CARTE BLANCHE : Frédéric Gonseth

Le 12 janvier 2022

Panne et panique panoramique


En laissant «Net-flux» (le flux tendu grâce au net, destiné à améliorer la profitabilité générale) prendre les commandes de notre civilisation, nous nous sommes nous-mêmes tendus un piège. Le piège du goulot d’étranglement.

Les hôpitaux et la santé publique n’ont cessé d’être réduits, alors qu’en cas de pandémie, ils déterminent le sort de la société tout entière. La recherche sur les vaccins, ceinture de sécurité d’une société aux échanges toujours plus accélérés, a été abandonnée même par la Suisse spécialiste des pharmas parce que ce n’était pas un secteur rentable.

Le Flux Tendu, c’est n’avoir aucun stock mais c’est aussi le négationnisme de La Panne. Les stratégies élaborées face aux virus de la grippe du début des années 2000 ont été traitées comme un film catastrophe démodé (c’est vrai qu’Alerte! bousillait allègrement en 1995 un sujet prémonitoire…) On est donc passé à Ce soir on improvise… On ferme ou on restreint des lieux qui n’ont peut-être pas un rôle propagateur comme les cinémas, on en laisse d’autres ouverts qui en ont. Le virus s’amuse.

On invoque chacun à se sentir responsable des plus fragiles, mais on indemnise les activités entravées de telle façon que des secteurs entiers comme le cinéma se retrouvent paralysés, tandis que d’autres, que la pandémie favorise, voient leurs profits s’envoler. Sans établir la moindre compensation entre l’insolente prospérité des uns et l’appauvrissement des autres: Netflix vient de dépasser les 2 millions et demi d’abonnés en Suisse (et ce n’est qu’un seul pourcent de son chiffre d’affaires mondial), la moitié de la population suisse regarde l’offre Netflix, alors que la fréquentation des salles chute dans la même proportion. Au lieu des spectateurs, ce sont les films qui font la queue.

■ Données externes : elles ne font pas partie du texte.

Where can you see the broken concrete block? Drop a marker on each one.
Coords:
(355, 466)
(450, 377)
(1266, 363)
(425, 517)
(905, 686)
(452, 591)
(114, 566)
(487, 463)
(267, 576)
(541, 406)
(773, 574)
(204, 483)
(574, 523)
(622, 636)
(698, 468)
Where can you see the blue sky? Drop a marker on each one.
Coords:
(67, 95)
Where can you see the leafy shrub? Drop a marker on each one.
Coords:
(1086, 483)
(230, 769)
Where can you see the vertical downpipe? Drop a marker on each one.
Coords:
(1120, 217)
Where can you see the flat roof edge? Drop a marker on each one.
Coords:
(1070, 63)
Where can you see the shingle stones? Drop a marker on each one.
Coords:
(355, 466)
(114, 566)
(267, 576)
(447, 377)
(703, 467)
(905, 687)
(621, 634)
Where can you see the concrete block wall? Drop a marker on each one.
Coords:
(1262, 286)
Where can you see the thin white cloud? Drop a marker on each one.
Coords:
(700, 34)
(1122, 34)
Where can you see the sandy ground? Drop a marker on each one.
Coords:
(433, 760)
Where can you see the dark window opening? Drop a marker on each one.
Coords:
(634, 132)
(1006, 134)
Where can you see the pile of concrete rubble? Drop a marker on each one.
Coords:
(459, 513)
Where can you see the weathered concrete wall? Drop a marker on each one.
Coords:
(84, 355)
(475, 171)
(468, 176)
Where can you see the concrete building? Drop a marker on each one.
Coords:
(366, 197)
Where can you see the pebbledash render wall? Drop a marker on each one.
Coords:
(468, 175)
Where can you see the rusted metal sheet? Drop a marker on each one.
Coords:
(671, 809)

Mais à la différence du coiffeur ou du chirurgien que les gens retrouvent à la fin des restrictions, au cinéma, le barbier s’est numérisé! Les gens ont découvert un ersatz, comme on disait durant la Seconde Guerre mondiale, ils ont pris des abonnements sur les plateformes, et pire encore, des habitudes. Le canapé.

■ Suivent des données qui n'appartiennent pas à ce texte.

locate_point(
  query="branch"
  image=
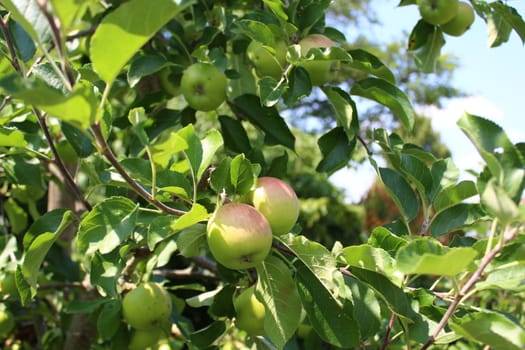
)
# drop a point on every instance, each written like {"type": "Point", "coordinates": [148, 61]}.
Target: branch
{"type": "Point", "coordinates": [108, 153]}
{"type": "Point", "coordinates": [476, 276]}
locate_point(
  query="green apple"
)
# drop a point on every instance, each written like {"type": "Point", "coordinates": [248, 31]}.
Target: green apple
{"type": "Point", "coordinates": [7, 321]}
{"type": "Point", "coordinates": [239, 236]}
{"type": "Point", "coordinates": [250, 312]}
{"type": "Point", "coordinates": [461, 22]}
{"type": "Point", "coordinates": [438, 11]}
{"type": "Point", "coordinates": [203, 86]}
{"type": "Point", "coordinates": [146, 307]}
{"type": "Point", "coordinates": [143, 339]}
{"type": "Point", "coordinates": [265, 62]}
{"type": "Point", "coordinates": [278, 202]}
{"type": "Point", "coordinates": [319, 71]}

Pourtant, les plateformes ne sont pas en mesure de financer la production du cinéma, même si Netflix donne le change en finançant quelques films-phares, y compris «d’auteur» comme le courageux Don’t Look Up. Le paradoxe, c’est que la pandémie a commencé à éradiquer les dinosaures des grands studios, mais qu’elle s’attaque aussi aux petits poissons des auteurs.

En mettant les contenus sur le marché mondial sans les rémunérer, comme les articles de presse, ou à des prix ne couvrant pas leurs frais de production, comme les films, c’est bien le biotope culturel et journalistique qui est en train d’être rasé par les plateformes. C’est pourquoi il est si important qu’une aide aux médias puisse défendre le journalisme (votation du 13 février) et que la nouvelle loi sur le cinéma contraigne les plateformes comme Netflix à (modestement) dépenser 4% de leur chiffre d’affaires en Suisse même.